Selon Edwards, au fil du temps, les grandes organisations utilisent la technologie et élaborent des règles comme moyens de contrôle. Il peut y avoir des marchés du travail internes et des règles concernant les spécifications des emplois et les pratiques de travail (Townsend 2005b). Les employés des entrepôts (O’Connor 2013; McClelland 2012; Wright et Lund 1996) ou même les cols blancs (Kantor et Streitfeld 2015) et les représentants des centres d’appel (Townsend 2005a; van den Broek 2002; Fernie et Metcalf 1998; Tadros 2007) font souvent l’objet de surveillance et de supervision étroites. Mais la technologie ne peut pas tout faire : il est trop difficile de diriger les employés le travail par une seule méthode ou forme de contrôle en toutes circonstances (Thompson 1989). Il n’est pas surprenant que les employés cherchent à exercer un contrôle sur leur travail; l’importance du contrôle de l’emploi étant fréquemment évoquée en psychologie organisationnelle (p. ex. : Terry et Jimmieson 1999).

Diverses tactiques de gestion engendrent des réponses concordantes de la part des employés, établissant ainsi une « frontière de contrôle » ou un « terrain contesté » entre les travailleurs et la direction (Goodrich 1920; R.C. Edwards 1979). Les conflits « surviennent à propos d’une série de questions, notamment l’organisation du travail, le rythme de travail, la définition des droits et des responsabilités de chaque partie, et la manière dont les employés doivent être intégrés dans le processus de travail » (Townsend 2005b). Les employés imaginent de nombreuses formes d’« inconduites » (Ackroyd et Thompson 1999). Ainsi, « le lieu de travail devient un champ de bataille, les employeurs tentant d’extraire le maximum d’efforts des travailleurs et les travailleurs résistant nécessairement à ce que leur imposent leurs patrons » (R.C. Edwards, 1979, 13). La direction cherche à réduire l’incertitude à laquelle elle est confrontée (c’est-à-dire à réduire le risque) en contrôlant la force de travail, car c’est ainsi qu’elle génère des profits (Burawoy 1983). Les travailleurs ont des avis divergents à savoir si c’est le consentement ou la résistance à la direction qui sert leurs intérêts (Knights et McCabe 2000). La direction vise donc à s’assurer que les employés choisissent le consentement plutôt que la résistance. Elle promeut souvent des « cultures organisationnelles » particulières, allant parfois jusqu’à des limites extrêmes, comme si elle utilisait la stratégie de 1984 pour obtenir un tel consentement (Willmott 1993; Van den Broek 1997).

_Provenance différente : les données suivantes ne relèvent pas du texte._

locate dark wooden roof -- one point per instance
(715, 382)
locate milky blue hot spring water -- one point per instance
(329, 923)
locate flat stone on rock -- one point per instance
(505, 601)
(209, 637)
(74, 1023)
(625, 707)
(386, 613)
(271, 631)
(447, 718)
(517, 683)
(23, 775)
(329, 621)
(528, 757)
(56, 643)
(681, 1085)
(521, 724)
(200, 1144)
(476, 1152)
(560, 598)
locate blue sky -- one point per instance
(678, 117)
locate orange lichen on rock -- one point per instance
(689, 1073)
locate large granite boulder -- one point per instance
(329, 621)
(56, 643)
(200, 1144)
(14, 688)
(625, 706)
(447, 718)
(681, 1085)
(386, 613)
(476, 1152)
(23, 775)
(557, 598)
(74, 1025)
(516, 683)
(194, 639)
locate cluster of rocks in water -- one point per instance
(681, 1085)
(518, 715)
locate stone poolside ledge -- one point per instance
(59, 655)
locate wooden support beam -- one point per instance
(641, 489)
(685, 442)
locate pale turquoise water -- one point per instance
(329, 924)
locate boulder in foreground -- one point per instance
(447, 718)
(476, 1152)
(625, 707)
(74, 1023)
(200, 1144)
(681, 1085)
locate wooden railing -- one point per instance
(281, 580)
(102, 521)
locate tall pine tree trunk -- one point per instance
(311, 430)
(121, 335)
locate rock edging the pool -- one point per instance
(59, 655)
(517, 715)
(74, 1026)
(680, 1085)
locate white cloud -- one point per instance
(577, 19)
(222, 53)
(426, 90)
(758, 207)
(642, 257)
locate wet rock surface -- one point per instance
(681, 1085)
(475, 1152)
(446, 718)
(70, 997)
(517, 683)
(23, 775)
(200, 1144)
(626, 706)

On recherche le consentement parce que le contrat de travail est à durée indéterminée et qu’il est impossible d’y inclure tous les aspects de ce qu’un employé doit faire; par conséquent, la direction a besoin que les employés fassent « ce qu’il faut » (selon les volontés de la direction). Plus la direction s’efforce de faire passer les salariés d’un travail permanent à temps plein à un travail à temps partiel, occasionnel ou temporaire, plus elle rencontrera des difficultés à inciter les employés à vouloir faire «ce qu’il faut faut ».

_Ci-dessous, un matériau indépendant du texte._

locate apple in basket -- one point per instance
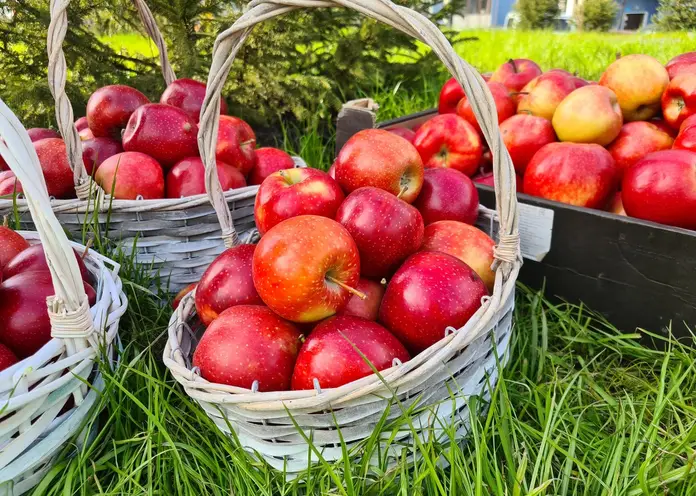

La résistance ne nécessite pas d’actes de rébellion conscients et organisés. Les travailleurs peuvent simplement agir d’une manière que la direction perçoit comme indolente, problématique ou non fiable. Dans d’autres cas, la résistance peut être consciente et organisée. Certains auteurs ont mis en évidence des formes de résistance plus collectives; par exemple, les travailleurs argentins qui ont réagi aux fermetures d’usines en créant des coopératives de travailleurs dans les usines (Balch, 2013) ou les travailleurs français qui ont protesté contre les fermetures d’entreprises en « séquestrant leurs patrons [bossnapping] » (Willsher, 2014). Les formes les plus conventionnelles d’action collective sont le gagne-pain des théoriciens en relations industrielles (Kelly, 1998). Alors que le pouvoir collectif des travailleurs a considérablement diminué au cours des dernières décennies (Forsyth, 2022), la résistance des travailleurs à la précarisation n’a pas changé. Seule sa forme a changé.

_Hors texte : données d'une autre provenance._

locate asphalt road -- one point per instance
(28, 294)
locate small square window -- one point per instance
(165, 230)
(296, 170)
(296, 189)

La résistance est à son apogée lors d’une vague de grèves, comme mentionné dans la thèse de Harvie Ramsay (1977) portant sur les « cycles de contrôle ». Selon lui, l’intérêt de la direction pour la participation des salariés varie en fonction du niveau de résistance manifeste des salariés, qui s’exprime par des vagues de grèves remettant en cause le contrôle de la direction sur la main-d’oeuvre. La participation des travailleurs est « un moyen d’essayer d’obtenir lerespect des règles par les travailleurs » (ibid. : 481). Le présent article traite d’une autre réponse cyclique aux défis posés au contrôle de la direction - non pas, comme dans le cas de Ramsay, un acquiescement à la participation des employés, mais une recherche de nouvelles formes de flexibilité. Cette réponse ne concerne pas les problèmes de contrôle à grande échelle (tels que les vagues de grèves), mais des problèmes de contrôle particuliers liés à des modes de flexibilité spécifiques qui entraînent un besoin de nouveaux modes de flexibilité dans un contexte d’industrie et d’entreprise . Certains ont critiqué le modèle de Ramsay au motif qu’il ne tient pas compte d’autres facteurs (pas seulement les systèmes de contrôle) qui ont influencé la montée de l’intérêt pour la participation (Ackers et coll. 1992), tels que l’évolution de certains marchés du produit ou du travail . Par analogie, les cycles de risque ne sont pas le seul facteur qui détermine l’essor et le déclin de certains modes de flexibilité. Chaque pays, voire chaque secteur d’activité, possède sa propre économie politique, avec des produits et des marchés du travail particuliers qui rendent certains modes plus ou moins attrayants. L’objectif n’est pas d’effectuer une analyse comparative, mais plutôt de souligner une caractéristique commune à tous les pays : l’influence des cycles de risque sur l’adoption de certains modes de flexibilité.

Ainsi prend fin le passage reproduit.